Why Use Honeypots?

For an organization that has a reasonably complete security posture, including a mature threat intelligence capability, the implementation of a so-called “honeypot” should be considered. A honeypot is like a digital trap that is set for potential attackers. It lures the attackers inside by mimicking it to be a target they were looking for, sometimes with deliberate built in vulnerabilities, apparently waiting to be exploited.

Once the attackers use the honeypot system, thinking they have reached the intended target, all actions are recorded and all modified and newly-dropped files are captured. In this way, a great deal can be learned about potential adversaries, their Tools, Techniques and Procedures (TTP’s) and how they would circumvent the organizations actual production security controls. It allows for truly proactive security intelligence gathering, although there are some caveats.

The Issue With Honeypots

A honeypot is a great weapon in the arsenal of defensive security teams. Its use does, however, come with some challenges.

The obvious one is the risk that an attacker successfully exploits a honeypot and then manages to move laterally into the actual production network. It is critical to isolate a honeypot from any other network! This seems like a simple task, but it only takes a single forgotten system or a single firewall rule change to create a very dangerous situation. Networks are inherently complex.

Another challenge is the amount of time and with that, are the costs that come with the management of a honeypot. The system will need to be configured and maintained, of course. But that is not all: The captured activity needs to be used within the organization’s security teams for it to be of any value. This will take a lot of time to structure and to fit within operational processes. The information will need lead to actionable intelligence, such as by blocking the adversary’s infrastructure, the creation of Intrusion Prevention System rules or the creation or tuning of malware signatures.

Using the Cloud

Some of the mentioned challenges can be overcome by using a public cloud system to host a honeypot.

The public cloud provides complete isolation from any production network. There is also no need for specific hardware or dedicated Internet connections. Once a machine has been compromised and the data is collected, a snapshot can be used to revert the system back to its captured state before the attack took place.

Another great advantage of using a public cloud infrastructure for a honeypot deployment is that it can be distributed anywhere in the world by selecting the desired geographical locations within the cloud system configuration. A sensor can be placed in East Asia one day and can be moved to Germany the next with just a few mouse clicks. Considering the fact that observable attacks and attackers can differ a lot depending on the location of the exposed system, this is great for research and intelligence gathering purposes. A honeypot located within Russia will see quite a different range of attacks and scanning activity compared to the same system in Brazil. A distributed honeypot network consisting of a manager and several sensors such as the Modern Honey Network (MHN) benefits even more from this flexibility.

Some honeypot products have been developed around a private cloud instance as well, such as the Thinkst (Cloud) Canary. Canary honeypot devices are deployed at strategic locations within the customer’s network. These sensors all report back to a central, cloud-based system allowing the customer to detect perimeter activity and lateral movement inside the production network when a real attacker unexpectedly interacts with one of these sensors. This system does not come cheap, but it will still provide critical visibility when all other detections have failed to keep the attacker out. In this case, the cloud connectivity assists in the preservation of logs, improved customer accessibility and the very quick and easy deployment of what can be a complex honeypot infrastructure.

Limitations

There is a direct correlation between placement and relevance when it comes to honeypots.

For a honeypot to provide the most relevant (and actionable) output, it needs to be somehow linked to the organization a potential attacker is interested in. This could potentially be via a fake company website or a registered domain name. Only then will the organization be able to observe attacks that are highly targeted, instead of simple scans from attackers looking for any low-hanging fruit. Of course, if possible, placing a honeypot within the organization’s existing cloud perimeter can also help in the identification of targeted attacks, but its isolation needs to be well-designed.

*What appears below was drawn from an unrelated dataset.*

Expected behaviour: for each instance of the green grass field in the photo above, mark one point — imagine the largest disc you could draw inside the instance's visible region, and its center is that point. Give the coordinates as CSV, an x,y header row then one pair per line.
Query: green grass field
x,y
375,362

There is also a legal and policy aspect to the use of honeypots. Some cloud providers do not particularly like the idea of directing hackers into their networks and collecting malware within their infrastructure. After all, once the host is compromised, there is a chance it can be used to attack other targets on the Internet. When this is the case, it could damage the reputation of the cloud provider (hosting the compromised system) and could even lead to the blocking of that provider’s IP ranges and domains, impacting its other paying customers.

When in doubt, always look through the online usage policies or contact the provider for permission before setting up a cloud-based honeypot system.

Want to read more? Check out some of our other articles, such as:

Attacking the Cloud

What is a Honey Pot?

Using Cloud Infrastructure to Gain Privacy and Anonymity

Conclusion

As described, honeypots require a lot of maintenance in order to reach their full potential. They also come with some risks. By using a cloud platform, at least the risk of cross-contamination between a honeypot and a production system can be reduced to almost zero. Adding the benefit of the significant flexibility of deployment locations to that, it makes the cloud a great environment for any organization ready to take the first steps into the realm of honeypot deployments.